Aslam makes it difficult to condemn her; this woman trapped within the cage of permitted thinking, moving between guilt and pain ... I know I can't seem to move without bruising anyone but I don't mean to cause pain. She misses not having been allowed to ride a bicycle as a child but forbids her daughter from riding one. Her contradictions make her husband wonder at times who the real Kaukab is ... the heroine of the story of his life ... who sometimes stood over him and twisted her hair into a yard-long rope, letting beads of water fall onto his face, waking him ... eyes glittering with mischievousness.

Aslam is courageous for recording his impressions of an insular world, the conflicts of acculturation. Living in a strange country, refusing to learn the local language and leading hermetic lives, these migrants fear corruption from a "degraded" Western society, yearn for a putative homeland and seek to preserve a cultural heritage that is at risk of being cast aside by their offspring, who are born and bred in England.

The craft shines

Aslam is caustic about the belief in djinns, the rituals of exorcism that kill. He illustrates the cultural practices that place women at a disadvantage, treating them as inferior: the outcome of a narrow interpretation of Islam; a system that conditions people into thinking that it is never to be blamed, never to be questioned. At the same time, Aslam records the viciousness of racism; middle England rearing its ugly right-wing head. The natives resent the migrants but gradually acknowledge their existence, albeit bestowing them an inferior status.

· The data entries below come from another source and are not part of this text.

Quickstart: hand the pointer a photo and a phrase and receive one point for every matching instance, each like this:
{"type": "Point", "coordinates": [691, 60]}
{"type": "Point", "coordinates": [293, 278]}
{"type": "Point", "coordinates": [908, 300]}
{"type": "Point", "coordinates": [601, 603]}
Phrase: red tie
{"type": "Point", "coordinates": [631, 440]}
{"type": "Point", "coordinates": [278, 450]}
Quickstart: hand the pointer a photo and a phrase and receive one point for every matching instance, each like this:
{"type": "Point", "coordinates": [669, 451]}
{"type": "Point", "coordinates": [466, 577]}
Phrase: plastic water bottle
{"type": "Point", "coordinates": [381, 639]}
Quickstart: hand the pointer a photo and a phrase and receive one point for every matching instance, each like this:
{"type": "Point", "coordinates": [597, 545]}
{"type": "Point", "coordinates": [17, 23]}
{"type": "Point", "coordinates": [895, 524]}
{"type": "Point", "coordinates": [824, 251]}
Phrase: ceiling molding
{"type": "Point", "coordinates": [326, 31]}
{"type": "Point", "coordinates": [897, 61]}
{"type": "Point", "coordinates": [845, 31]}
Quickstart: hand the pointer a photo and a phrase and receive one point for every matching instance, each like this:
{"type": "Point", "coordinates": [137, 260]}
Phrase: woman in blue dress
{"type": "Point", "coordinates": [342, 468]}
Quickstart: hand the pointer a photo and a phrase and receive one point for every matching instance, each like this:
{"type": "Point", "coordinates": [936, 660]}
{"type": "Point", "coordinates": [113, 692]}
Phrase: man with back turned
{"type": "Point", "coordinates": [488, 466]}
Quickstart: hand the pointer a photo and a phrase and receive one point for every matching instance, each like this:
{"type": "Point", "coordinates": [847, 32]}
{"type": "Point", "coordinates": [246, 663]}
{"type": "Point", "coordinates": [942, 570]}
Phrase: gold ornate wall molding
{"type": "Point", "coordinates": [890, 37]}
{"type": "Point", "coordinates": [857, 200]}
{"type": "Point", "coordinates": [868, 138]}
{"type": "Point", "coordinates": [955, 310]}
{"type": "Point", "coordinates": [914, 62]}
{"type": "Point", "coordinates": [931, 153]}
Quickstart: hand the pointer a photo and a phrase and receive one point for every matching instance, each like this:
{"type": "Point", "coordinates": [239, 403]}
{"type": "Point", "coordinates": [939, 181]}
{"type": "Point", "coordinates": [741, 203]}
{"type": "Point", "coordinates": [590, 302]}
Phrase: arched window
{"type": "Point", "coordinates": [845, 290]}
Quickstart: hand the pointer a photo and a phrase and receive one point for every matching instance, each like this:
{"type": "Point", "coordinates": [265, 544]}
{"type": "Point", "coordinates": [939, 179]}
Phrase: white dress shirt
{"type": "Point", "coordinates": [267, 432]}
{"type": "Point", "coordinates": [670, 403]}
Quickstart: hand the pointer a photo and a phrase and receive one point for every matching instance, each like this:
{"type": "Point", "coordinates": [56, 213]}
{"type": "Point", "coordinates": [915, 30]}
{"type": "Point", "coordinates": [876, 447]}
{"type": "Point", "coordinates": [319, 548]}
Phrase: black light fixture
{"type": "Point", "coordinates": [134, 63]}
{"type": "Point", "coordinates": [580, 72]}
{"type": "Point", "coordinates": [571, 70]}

Violence dogs the story but it is ringed by the hope of love triumphing. The writer's craftsmanship shines through the pages, his use of metaphor and analogy revelling in the beauty of the language: naan bread shaped like ballet slippers, dry pomegranate seeds to be patted onto potato cakes like stones in a brooch, chilli seeds that were volts of electricity, peas attached to the inside of an undone pod in a row like puppies drinking from their mother's belly (startling imagery that!).

Maps for Lost Lovers is a powerful story that is currently playing on the world stage: a chapter from Huntington's much-touted clash of civilisations. This is a must read both for lovers of the language who'd enjoy the poetical tour de force as it is for someone who wishes to understand the literature of exile.